Within regional subgroups, the point estimates did not differ across the major criteria (all p ≥ 0.125) except for studies conducted in Southern Africa (p ≤ 0.014) and obesity for Western Africa (p < 0.0001). Substantial heterogeneity was observed in estimates across diagnostic criteria with regional subgroups (all p ≥ 0.042), with the exception of IOTF‐based obesity prevalence in Eastern Africa (p = 0.428). Publication bias was apparent in Southern African studies reporting overweight by WHO‐based criteria (Egger p = 0.032) and obesity by IOTF‐based criteria (Egger p = 0.043; Tables S4 and S5).
Publication year
By diagnostic criteria, the pooled estimates of overweight and obesity were always higher in recent studies (published in 2013 or after) compared to studies published earlier (published before 2013) by WHO criteria (p = 0.0007). Among studies that applied the IOTF and CDC criteria, overweight estimates were lower in recent compared to earlier studies, whereas obesity prevalence were higher in recent compared to earlier studies. Within publication year, pooled estimates of both overweight and obesity differed across all criteria except for studies published earlier (p = 0.154). Heterogeneity was observed for WHO and IOTF criteria (all p < 0.0001) and for CDC‐based obesity prevalence in studies published earlier only (p < 0.005). Publication bias was apparent in earlier studies (Egger p ≤ 0.028) using WHO criteria (Tables S4 and S5).
Sample size
Pooled estimates of overweight and obesity were not appreciably different between small (less than 638 participants) and large studies (638 or more participants), and regardless of criteria (all p ≥ 0.05). Pooled prevalence estimates of overweight and obesity were similar across criteria within small studies (both p ≥ 0.532) but differed significantly within large studies (both p < 0.0016), primarily driven by very low prevalence in studies based on unspecified diagnostic criteria.
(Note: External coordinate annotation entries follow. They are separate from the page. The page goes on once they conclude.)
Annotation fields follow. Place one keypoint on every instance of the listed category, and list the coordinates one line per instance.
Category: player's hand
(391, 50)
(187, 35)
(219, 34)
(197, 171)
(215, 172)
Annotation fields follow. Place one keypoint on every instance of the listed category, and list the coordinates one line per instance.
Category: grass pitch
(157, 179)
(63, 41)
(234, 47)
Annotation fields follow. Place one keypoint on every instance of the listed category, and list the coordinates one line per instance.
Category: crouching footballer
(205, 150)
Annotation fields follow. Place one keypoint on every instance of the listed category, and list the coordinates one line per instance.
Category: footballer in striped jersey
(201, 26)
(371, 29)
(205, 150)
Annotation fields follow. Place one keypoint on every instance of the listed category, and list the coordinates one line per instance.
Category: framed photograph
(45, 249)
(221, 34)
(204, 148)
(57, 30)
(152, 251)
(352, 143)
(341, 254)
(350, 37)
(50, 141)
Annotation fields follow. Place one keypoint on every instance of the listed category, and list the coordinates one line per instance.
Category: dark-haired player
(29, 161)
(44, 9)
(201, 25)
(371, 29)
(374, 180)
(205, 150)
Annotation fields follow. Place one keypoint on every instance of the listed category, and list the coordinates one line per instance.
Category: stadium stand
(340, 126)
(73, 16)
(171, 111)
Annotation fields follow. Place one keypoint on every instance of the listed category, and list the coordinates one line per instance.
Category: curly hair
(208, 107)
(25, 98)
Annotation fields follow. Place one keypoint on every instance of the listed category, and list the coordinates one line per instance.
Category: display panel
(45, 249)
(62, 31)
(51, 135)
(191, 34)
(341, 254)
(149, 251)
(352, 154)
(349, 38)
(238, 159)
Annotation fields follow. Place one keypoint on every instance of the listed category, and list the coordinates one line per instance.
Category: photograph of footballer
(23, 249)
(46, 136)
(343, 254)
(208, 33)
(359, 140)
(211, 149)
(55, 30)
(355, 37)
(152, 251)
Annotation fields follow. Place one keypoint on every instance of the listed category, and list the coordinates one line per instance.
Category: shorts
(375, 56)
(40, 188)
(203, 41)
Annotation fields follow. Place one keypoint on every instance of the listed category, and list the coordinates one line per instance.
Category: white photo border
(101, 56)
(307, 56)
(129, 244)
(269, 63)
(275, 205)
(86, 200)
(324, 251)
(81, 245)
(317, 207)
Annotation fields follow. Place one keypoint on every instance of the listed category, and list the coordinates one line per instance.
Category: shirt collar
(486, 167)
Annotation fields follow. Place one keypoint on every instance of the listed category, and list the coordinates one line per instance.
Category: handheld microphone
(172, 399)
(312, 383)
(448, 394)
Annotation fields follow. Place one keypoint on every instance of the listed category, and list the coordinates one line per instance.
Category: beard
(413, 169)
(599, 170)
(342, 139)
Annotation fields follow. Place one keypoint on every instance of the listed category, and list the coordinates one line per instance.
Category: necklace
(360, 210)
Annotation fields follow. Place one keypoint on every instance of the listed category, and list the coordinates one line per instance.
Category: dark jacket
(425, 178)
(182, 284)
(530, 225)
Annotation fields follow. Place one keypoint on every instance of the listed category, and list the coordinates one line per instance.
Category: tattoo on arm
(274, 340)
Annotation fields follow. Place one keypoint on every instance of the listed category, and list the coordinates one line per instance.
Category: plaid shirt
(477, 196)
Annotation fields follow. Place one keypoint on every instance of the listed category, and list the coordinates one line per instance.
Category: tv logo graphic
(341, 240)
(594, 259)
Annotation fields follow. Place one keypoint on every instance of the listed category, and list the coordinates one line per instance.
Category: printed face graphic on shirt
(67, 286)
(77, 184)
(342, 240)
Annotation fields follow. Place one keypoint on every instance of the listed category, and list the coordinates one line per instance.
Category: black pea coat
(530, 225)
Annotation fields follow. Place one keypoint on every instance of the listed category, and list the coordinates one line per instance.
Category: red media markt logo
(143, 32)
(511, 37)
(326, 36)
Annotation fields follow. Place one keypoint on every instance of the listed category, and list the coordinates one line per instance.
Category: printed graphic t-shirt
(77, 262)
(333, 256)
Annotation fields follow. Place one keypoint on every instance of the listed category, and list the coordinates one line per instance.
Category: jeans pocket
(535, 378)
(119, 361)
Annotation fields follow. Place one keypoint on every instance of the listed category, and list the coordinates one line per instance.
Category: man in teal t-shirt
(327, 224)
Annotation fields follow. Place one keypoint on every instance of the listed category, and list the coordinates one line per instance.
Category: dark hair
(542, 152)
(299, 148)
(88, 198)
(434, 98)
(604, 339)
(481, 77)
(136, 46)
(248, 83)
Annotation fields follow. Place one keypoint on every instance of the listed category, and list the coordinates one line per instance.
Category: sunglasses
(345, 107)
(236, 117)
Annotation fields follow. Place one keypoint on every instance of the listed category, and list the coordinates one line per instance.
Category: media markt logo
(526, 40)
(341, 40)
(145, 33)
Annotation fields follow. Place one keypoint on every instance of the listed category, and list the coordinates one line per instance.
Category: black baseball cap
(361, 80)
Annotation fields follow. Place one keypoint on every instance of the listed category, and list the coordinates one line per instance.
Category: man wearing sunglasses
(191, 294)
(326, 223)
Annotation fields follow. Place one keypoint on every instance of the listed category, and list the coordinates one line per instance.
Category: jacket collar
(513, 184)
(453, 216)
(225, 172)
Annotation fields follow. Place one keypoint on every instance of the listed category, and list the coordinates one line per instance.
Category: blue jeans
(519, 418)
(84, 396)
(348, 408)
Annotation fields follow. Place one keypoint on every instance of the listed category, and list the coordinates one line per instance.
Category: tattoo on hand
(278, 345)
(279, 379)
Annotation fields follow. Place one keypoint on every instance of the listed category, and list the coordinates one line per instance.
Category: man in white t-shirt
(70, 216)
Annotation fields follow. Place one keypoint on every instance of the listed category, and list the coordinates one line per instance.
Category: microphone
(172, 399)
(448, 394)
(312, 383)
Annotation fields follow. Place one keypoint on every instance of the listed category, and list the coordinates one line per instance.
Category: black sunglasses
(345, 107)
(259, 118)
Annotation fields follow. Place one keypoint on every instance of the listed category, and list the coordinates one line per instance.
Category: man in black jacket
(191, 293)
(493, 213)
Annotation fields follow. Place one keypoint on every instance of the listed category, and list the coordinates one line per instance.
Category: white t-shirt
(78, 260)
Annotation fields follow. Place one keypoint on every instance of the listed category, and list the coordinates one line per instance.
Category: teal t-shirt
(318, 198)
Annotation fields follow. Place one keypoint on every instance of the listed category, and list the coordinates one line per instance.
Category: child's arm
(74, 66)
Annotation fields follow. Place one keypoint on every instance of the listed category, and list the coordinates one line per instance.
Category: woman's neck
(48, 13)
With the exception of small studies using CDC criteria for overweight (p = 0.074) and IOTF criteria for obesity (p = 0.221), there was substantial heterogeneity by diagnostic criteria within small and large studies (all p < 0.019). Publication bias was apparent only in large studies using IOTF‐based criteria (Egger p = 0.017; Tables S4 and S5).
Discussion
This study provides the first detailed contemporary meta‐analysis of overweight and obesity prevalence in African primary school learners. The results showed that by criteria, overall estimates ranged from 9.5% to 11.5% for overweight and 4.0% to 6.9% for obesity by IOTF and CDC, respectively, with significant variations across major diagnostic criteria. Prevalence estimates were mostly higher in urban compared with in rural schools, and in private compared with public schools, but mostly similar by gender, major geographic region, publication period and study size. There were substantial heterogeneities in the estimates across studies, which were not always explained by major study characteristics. Sensitivity analyses proved the few apparent publication biases to be artefactual.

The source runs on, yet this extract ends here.